Machine learning: data-driven models, physics informed surrogates, and multi-fidelity models

Software development

Innovative deep learning algorithm are proposed to extend the accuracy of the Navier-Stokes model. In particular, the target is focused on high-entalpy flows with the aim to improve the modeling of the translational regime. The approach under development relies on the addition of a neural network-based closure term that encodes any missing physics and ensures consistency with the balance equations. The pursued approach is based on the premise that the fundamental principles of physics are universal and must be enforced during the training process of deep learning models of general validity. The aim is a model that can capture the physics underlying the application together with the features encoded in the data, and not just to obtain a mere black-box closure that mimics a prescribed data set. Moreover, we explore the potential of multi-fidelity modeling methods to leverage on the concatenation of data sets presenting enormous diversity in terms of information, size, and behavior. Pieces of information of diverse fidelity and complexity complement each other, leading to improved estimate accuracy and to a minimization of the cost associated with parametrization. The applications of interest cover the design of thermal heat shield for hypersonic re-entry problems and the design of aeronautic vehicles e.g., [1].

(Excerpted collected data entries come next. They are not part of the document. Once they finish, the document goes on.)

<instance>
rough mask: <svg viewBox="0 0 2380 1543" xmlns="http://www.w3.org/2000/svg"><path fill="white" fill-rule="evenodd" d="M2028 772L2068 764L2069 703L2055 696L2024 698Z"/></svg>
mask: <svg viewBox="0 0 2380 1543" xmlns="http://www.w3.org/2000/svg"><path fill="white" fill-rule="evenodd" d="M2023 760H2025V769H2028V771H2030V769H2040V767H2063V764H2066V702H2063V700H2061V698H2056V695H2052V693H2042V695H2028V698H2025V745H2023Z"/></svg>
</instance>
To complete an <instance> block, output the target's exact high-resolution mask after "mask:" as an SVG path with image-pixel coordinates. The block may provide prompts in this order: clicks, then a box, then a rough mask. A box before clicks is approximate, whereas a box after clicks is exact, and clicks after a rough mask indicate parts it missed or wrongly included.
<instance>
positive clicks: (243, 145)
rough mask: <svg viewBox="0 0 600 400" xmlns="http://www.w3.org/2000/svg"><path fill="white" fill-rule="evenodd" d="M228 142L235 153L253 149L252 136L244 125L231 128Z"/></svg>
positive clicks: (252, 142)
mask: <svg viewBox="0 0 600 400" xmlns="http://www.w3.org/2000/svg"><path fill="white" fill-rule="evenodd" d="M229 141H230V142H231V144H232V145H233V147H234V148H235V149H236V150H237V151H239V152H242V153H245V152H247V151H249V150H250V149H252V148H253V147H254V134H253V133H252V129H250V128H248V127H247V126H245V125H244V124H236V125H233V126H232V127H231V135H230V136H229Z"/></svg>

Rotorcraft: aeroacoustics, design, and multi-fidelity models

uncertainty quantification

Innovative multi-fidelity methods for characterizing the aerodynamics and the aeroacoustics of multirotor systems with application to advanced eVTOL aircraft. In this framework, the goal of the activity is a multi-fidelity investigation of two propellers in tandem with rotor disks overlap, reproducing a typical feature of eVTOL architectures in airplane mode flight conditions. A Ffowcs Williams–Hawkings equation solver is used to compute the aeroacoustic footprint of the test case in different configurations. The solver is run with both mid-fidelity aerodynamic simulation data obtained with DUST and high-fidelity simulation data obtained with SU2 e.g., [1]. A multi-fidelity approach (mixed numerical and experimental data) is also used to calibrate and improve low-order aerodynamic models for predicting the performance of lifting surfaces. The calibration is attained using standard Bayesian inference methods. Related works are limited to the investigation of unconventional stationary lifting surfaces e.g., [2, 3, 4].